Suppose you are given a set $S = \{a_1, a_2, \ldots, a_n\}$ of tasks, where task $a_i$ requires $p_i$ units of processing time to complete, once it has started. You have one computer on which to run these tasks, and the computer can run only one task at a time. Let $c_i$ be the completion time of task $a_i$ , that is, the time at which task $a_i$ completes processing. Your goal is to minimize the average completion time, that is, to minimize $(1 / n) \sum_{i = 1}^n c_i$. For example, suppose there are two tasks, $a_1$ and $a_2$, with $p_1 = 3$ and $p_2 = 5$, and consider the schedule in which $a_2$ runs first, followed by $a_1$. Then $c_2 = 5$, $c_1 = 8$, and the average completion time is $(5 + 8) / 2 = 6.5$. If task $a_1$ runs first, however, then $c_1 = 3$, $c_2 = 8$, and the average completion time is $(3 + 8) / 2 = 5.5$.

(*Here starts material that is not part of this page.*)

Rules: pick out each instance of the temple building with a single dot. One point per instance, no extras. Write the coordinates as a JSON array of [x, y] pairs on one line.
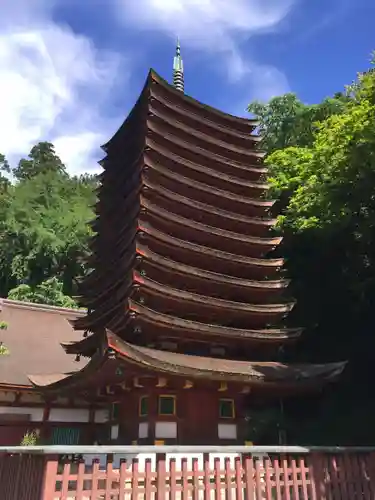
[[186, 306]]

a. Give an algorithm that schedules the tasks so as to minimize the average completion time. Each task must run non-preemptively, that is, once task $a_i$ starts, it must run continuously for $p_i$ units of time. Prove that your algorithm minimizes the average completion time, and state the running time of your algorithm.

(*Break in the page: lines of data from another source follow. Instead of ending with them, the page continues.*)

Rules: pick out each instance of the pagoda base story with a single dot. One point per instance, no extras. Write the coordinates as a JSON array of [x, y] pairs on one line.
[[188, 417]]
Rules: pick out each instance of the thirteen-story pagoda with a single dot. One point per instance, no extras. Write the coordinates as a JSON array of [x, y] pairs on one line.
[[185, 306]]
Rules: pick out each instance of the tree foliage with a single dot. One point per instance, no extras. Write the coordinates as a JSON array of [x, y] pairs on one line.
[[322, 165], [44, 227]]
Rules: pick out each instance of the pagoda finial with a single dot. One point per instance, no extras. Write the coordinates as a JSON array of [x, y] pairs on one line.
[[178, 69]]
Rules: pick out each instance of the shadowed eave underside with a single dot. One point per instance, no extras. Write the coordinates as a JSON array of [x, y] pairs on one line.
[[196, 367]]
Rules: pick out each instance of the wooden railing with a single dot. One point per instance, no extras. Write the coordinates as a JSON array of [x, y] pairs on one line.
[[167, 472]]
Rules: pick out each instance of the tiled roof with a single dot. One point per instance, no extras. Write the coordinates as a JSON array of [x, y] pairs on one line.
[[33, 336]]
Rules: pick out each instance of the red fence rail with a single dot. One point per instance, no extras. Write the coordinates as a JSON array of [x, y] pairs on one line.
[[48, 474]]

b. Suppose now that the tasks are not all available at once. That is, each task cannot start until its release time $r_i$. Suppose also that we allow preemption, so that a task can be suspended and restarted at a later time. For example, a task $a_i$ with processing time $p_i = 6$ and release time $r_i = 1$ might start running at time $1$ and be preempted at time $4$. It might then resume at time $10$ but be preempted at time $11$, and it might finally resume at time $13$ and complete at time $15$. Task $a_i$ has run for a total of $6$ time units, but its running time has been divided into three pieces. In this scenario, $a_i$'s completion time is $15$. Give an algorithm that schedules the tasks so as to minimize the average completion time in this new scenario. Prove that your algorithm minimizes the average completion time, and state the running time of your algorithm.

a. Order the tasks by processing time from smallest to largest and run them in that order. To see that this greedy solution is optimal, first observe that the problem exhibits optimal substructure: if we run the first task in an optimal solution, then we obtain an optimal solution by running the remaining tasks in a way which minimizes the average completion time. Let $O$ be an optimal solution. Let $a$ be the task which has the smallest processing time and let b be the first task run in $O$. Let $G$ be the solution obtained by switching the order in which we run $a$ and $b$ in $O$. This amounts reducing the completion times of a and the completion times of all tasks in $G$ between $a$ and $b$ by the difference in processing times of $a$ and $b$. Since all other completion times remain the same, the average completion time of $G$ is less than or equal to the average completion time of $O$, proving that the greedy solution gives an optimal solution. This has runtime $O(n\lg n)$ because we must first sort the elements.

b. Without loss of generality we my assume that every task is a unit time task. Apply the same strategy as in part (a), except this time if a task which we would like to add next to the schedule isn't allowed to run yet, we must skip over it. Since there could be many tasks of short processing time which have late release time, the runtime becomes $O(n^2)$ since we might have to spend $O(n)$ time deciding which task to add next at each step.